Beautiful soap!I think you have soap mastered!!  I have 2 milking goats currently and have already ordered soap molds(on back order argggggggggggghhh) and supplies and have been planning to make goats milk soap for a few months now. I also love the Beekman Boys recipe (with added fragrance!). I have a quick question....when do you add essential oils? I plan to make peppermint scented soap for myself and oatmeal/honey scented soap for gifts.


----------



## Rebbetzin (Aug 22, 2010)

PattySh said:
			
		

> I have a quick question....when do you add essential oils? I plan to make peppermint scented soap for myself and oatmeal/honey scented soap for gifts.


I have added it at the very beginning, when adding the lye to the frozen milk. And I have added it at "trace".  

The first batch I did was rose, that I added at the very beginning. It worked and the bars smell wonderful!

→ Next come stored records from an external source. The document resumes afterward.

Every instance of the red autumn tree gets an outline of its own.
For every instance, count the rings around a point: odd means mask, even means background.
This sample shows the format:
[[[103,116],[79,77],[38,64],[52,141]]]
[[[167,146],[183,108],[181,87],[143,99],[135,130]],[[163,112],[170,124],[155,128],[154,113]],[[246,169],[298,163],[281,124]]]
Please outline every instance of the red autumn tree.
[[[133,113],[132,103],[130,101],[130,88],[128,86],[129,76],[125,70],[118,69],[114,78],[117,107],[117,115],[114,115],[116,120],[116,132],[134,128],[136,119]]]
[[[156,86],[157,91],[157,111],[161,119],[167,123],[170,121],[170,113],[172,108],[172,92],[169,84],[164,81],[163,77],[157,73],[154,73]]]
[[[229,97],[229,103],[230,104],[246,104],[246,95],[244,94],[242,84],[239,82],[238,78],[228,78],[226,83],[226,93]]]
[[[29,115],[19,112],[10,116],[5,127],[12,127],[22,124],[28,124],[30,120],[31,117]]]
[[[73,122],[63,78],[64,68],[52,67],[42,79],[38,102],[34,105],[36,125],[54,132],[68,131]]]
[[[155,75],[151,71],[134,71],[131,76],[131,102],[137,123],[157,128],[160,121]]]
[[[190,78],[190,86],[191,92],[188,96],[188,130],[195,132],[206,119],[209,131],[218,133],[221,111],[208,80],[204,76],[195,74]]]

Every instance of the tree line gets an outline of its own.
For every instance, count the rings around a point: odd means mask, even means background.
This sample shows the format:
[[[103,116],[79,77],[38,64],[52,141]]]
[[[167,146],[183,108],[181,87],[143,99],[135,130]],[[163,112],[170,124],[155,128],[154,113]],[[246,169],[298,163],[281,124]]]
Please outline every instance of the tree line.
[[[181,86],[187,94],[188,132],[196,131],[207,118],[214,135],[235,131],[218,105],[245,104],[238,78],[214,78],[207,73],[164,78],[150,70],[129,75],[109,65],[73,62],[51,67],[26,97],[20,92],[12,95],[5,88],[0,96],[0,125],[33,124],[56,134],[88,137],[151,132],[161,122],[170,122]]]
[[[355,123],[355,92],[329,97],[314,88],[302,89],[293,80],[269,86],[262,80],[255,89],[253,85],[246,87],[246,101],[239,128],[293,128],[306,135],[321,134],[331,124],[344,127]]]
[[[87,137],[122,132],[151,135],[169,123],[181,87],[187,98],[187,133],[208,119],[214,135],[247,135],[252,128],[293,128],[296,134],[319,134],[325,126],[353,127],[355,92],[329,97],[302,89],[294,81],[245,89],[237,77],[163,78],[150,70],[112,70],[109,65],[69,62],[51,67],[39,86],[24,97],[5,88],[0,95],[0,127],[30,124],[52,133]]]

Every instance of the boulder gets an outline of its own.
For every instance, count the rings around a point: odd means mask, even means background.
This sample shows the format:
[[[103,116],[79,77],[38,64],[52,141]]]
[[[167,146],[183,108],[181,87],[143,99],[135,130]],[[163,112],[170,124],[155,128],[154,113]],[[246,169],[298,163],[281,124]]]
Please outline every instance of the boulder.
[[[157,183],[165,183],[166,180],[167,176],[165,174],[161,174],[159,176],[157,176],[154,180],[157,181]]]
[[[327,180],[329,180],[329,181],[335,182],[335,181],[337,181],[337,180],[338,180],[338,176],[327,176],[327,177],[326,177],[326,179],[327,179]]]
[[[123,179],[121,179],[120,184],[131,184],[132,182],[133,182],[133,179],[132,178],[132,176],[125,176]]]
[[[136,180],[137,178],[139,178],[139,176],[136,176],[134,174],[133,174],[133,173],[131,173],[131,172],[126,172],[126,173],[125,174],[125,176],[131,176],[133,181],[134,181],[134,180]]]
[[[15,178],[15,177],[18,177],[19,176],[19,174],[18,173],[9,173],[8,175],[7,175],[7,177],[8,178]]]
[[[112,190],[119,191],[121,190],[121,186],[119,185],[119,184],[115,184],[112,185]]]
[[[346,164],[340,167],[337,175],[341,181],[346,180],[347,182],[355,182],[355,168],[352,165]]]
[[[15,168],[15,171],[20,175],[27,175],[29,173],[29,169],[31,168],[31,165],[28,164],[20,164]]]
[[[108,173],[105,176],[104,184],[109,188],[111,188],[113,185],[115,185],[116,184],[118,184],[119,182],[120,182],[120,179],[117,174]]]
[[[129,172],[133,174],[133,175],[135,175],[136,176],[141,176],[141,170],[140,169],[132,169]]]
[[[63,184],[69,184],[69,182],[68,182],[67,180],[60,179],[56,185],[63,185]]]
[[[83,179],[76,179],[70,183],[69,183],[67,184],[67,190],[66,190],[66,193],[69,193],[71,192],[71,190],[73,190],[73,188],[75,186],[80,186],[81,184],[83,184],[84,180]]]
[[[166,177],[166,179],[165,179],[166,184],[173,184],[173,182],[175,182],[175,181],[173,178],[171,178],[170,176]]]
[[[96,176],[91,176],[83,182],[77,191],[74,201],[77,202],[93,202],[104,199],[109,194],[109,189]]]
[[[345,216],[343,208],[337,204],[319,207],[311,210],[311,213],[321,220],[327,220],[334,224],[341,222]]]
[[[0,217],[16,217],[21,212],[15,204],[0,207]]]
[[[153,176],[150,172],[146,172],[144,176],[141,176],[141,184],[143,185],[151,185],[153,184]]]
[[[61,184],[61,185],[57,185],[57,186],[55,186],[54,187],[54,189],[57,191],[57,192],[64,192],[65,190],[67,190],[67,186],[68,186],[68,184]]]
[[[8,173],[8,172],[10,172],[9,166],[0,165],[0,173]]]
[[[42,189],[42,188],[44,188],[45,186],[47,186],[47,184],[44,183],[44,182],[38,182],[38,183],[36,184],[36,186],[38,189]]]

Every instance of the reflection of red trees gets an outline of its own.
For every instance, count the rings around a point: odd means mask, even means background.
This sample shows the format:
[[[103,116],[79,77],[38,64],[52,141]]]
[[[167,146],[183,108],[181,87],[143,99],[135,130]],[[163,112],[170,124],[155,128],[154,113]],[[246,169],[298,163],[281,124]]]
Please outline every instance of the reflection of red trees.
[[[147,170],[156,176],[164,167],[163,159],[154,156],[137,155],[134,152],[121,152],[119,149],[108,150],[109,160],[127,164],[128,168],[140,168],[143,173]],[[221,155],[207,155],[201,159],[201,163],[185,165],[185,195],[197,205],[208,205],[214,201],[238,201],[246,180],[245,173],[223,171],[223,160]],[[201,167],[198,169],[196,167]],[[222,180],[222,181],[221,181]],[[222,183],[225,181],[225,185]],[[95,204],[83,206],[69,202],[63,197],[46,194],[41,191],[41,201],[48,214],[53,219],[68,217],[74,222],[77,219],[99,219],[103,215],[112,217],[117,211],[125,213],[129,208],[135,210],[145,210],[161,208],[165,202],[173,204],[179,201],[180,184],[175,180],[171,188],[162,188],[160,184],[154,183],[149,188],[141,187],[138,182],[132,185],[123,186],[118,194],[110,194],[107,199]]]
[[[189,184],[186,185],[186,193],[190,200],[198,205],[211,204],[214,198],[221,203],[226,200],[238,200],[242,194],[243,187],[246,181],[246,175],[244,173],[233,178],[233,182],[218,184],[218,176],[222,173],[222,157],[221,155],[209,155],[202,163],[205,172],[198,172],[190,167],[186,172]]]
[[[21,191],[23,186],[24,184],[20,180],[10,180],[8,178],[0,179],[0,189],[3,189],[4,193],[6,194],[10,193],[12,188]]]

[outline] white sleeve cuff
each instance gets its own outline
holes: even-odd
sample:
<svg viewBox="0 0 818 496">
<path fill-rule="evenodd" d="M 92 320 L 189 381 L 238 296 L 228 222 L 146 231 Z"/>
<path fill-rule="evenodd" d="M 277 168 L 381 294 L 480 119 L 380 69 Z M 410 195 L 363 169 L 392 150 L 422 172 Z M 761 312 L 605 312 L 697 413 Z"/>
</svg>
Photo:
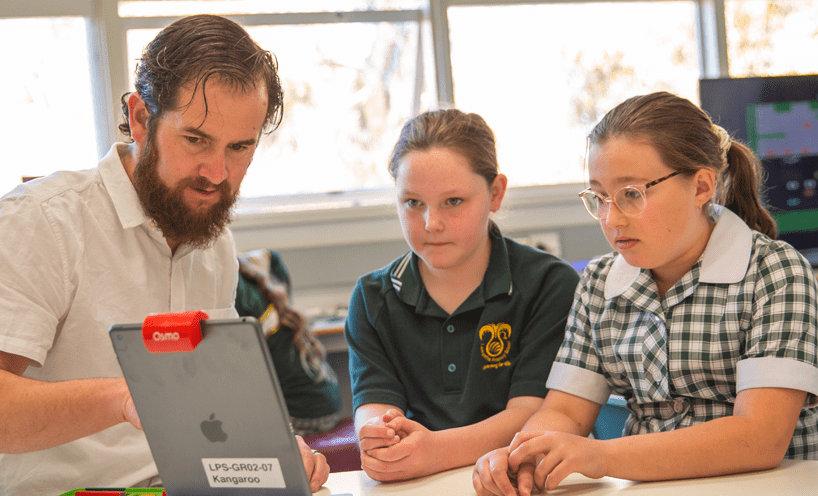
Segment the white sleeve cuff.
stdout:
<svg viewBox="0 0 818 496">
<path fill-rule="evenodd" d="M 797 389 L 818 395 L 818 368 L 798 360 L 748 358 L 738 362 L 736 375 L 736 392 L 764 387 Z"/>
<path fill-rule="evenodd" d="M 561 362 L 554 362 L 551 366 L 545 387 L 573 394 L 600 405 L 604 405 L 611 395 L 611 387 L 602 374 Z"/>
</svg>

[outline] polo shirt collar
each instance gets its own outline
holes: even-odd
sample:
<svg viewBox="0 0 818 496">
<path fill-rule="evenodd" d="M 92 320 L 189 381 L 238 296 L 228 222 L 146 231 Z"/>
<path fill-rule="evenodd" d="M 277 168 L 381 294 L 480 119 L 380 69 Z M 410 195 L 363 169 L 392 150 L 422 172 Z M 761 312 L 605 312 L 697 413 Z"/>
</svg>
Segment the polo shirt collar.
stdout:
<svg viewBox="0 0 818 496">
<path fill-rule="evenodd" d="M 753 231 L 739 216 L 721 205 L 712 205 L 711 216 L 716 227 L 699 259 L 699 282 L 733 284 L 744 279 L 750 265 L 753 248 Z M 647 270 L 629 265 L 624 257 L 617 255 L 605 280 L 605 298 L 622 295 L 643 277 L 650 277 Z"/>
<path fill-rule="evenodd" d="M 99 173 L 105 189 L 111 196 L 119 222 L 125 229 L 140 226 L 150 222 L 150 218 L 145 215 L 136 190 L 133 187 L 131 178 L 125 172 L 122 165 L 121 155 L 128 153 L 127 143 L 114 143 L 108 153 L 99 162 Z"/>
<path fill-rule="evenodd" d="M 499 233 L 490 233 L 489 239 L 491 240 L 489 266 L 483 276 L 483 284 L 481 285 L 484 301 L 499 295 L 510 295 L 514 289 L 511 281 L 511 262 L 508 259 L 506 240 Z M 418 256 L 410 251 L 397 262 L 389 274 L 392 287 L 398 293 L 398 297 L 403 302 L 413 306 L 418 305 L 421 293 L 424 290 L 419 265 Z"/>
</svg>

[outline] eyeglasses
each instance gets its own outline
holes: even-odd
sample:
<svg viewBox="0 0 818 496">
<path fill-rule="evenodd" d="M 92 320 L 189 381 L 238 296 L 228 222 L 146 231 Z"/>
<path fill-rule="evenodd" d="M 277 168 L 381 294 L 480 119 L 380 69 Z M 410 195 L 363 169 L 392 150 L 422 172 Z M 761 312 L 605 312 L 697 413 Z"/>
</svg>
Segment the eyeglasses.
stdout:
<svg viewBox="0 0 818 496">
<path fill-rule="evenodd" d="M 594 219 L 604 219 L 608 216 L 609 203 L 616 204 L 616 207 L 625 215 L 635 217 L 645 211 L 648 205 L 648 199 L 645 197 L 645 191 L 648 188 L 656 186 L 662 181 L 666 181 L 671 177 L 681 174 L 682 171 L 676 171 L 661 177 L 655 181 L 651 181 L 644 186 L 623 186 L 614 191 L 614 194 L 608 198 L 602 196 L 591 188 L 584 189 L 579 192 L 579 197 L 582 199 L 585 210 L 591 214 Z"/>
</svg>

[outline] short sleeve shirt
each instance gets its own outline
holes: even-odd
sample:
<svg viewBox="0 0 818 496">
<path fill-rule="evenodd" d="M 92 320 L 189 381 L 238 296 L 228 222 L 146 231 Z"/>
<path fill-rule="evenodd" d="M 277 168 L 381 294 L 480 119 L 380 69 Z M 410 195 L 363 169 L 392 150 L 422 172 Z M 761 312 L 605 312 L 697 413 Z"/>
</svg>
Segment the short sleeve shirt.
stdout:
<svg viewBox="0 0 818 496">
<path fill-rule="evenodd" d="M 393 405 L 441 430 L 545 396 L 579 275 L 499 234 L 491 242 L 482 284 L 451 315 L 430 298 L 412 252 L 358 281 L 345 326 L 353 408 Z"/>
<path fill-rule="evenodd" d="M 731 415 L 749 388 L 806 391 L 787 451 L 818 458 L 816 280 L 791 246 L 724 208 L 699 261 L 663 299 L 616 253 L 577 287 L 548 387 L 603 404 L 624 396 L 625 434 Z"/>
<path fill-rule="evenodd" d="M 171 254 L 142 211 L 114 145 L 95 169 L 58 172 L 0 199 L 0 350 L 32 360 L 40 381 L 122 377 L 113 324 L 155 312 L 235 316 L 238 261 L 229 232 Z M 0 455 L 0 494 L 123 487 L 157 475 L 130 424 L 47 450 Z"/>
</svg>

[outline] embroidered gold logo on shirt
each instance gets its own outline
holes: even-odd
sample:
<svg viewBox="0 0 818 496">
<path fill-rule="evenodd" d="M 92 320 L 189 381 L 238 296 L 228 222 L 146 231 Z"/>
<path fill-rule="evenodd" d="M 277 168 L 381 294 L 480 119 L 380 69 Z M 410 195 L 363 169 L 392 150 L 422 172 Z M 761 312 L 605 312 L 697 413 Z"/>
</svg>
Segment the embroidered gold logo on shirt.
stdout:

I added a vanilla/Lavendar to the Oatmeal Lavendar soap at trace. I am not so pleased with how it smells.  But then I am not so pleased with those two batches at all. They are lightening up as they cure. 

I would love a honey fragrance!! I will have to get some of that.


----------



## PattySh (Aug 23, 2010)

Thanks for the info. How do you know how much fragrance  oil to add? I ordered another set of soap molds last nite on ebay. Hopefully one set will arrive soon. I guess it's like anything else a few batches until you are happy with the results, tweeking the recipe to suit personal tastes. Your soap sure came out pretty.


----------



## Rebbetzin (Aug 23, 2010)

PattySh said:
			
		

> Thanks for the info. How do you know how much fragrance  oil to add? I ordered another set of soap molds last nite on ebay. Hopefully one set will arrive soon. I guess it's like anything else a few batches until you are happy with the results, tweeking the recipe to suit personal tastes. Your soap sure came out pretty.


I bought "Life of the Party " brand fragrance,at Michael's. The pkg says 1 to 6 drops per ounce.  I used about that amount. The bottle cost 2.79 for .25 of an oz.   It did about three batches, or 30 bars of soap. The last batch didn't get very many drops.  But.. I will see how it turns out.


----------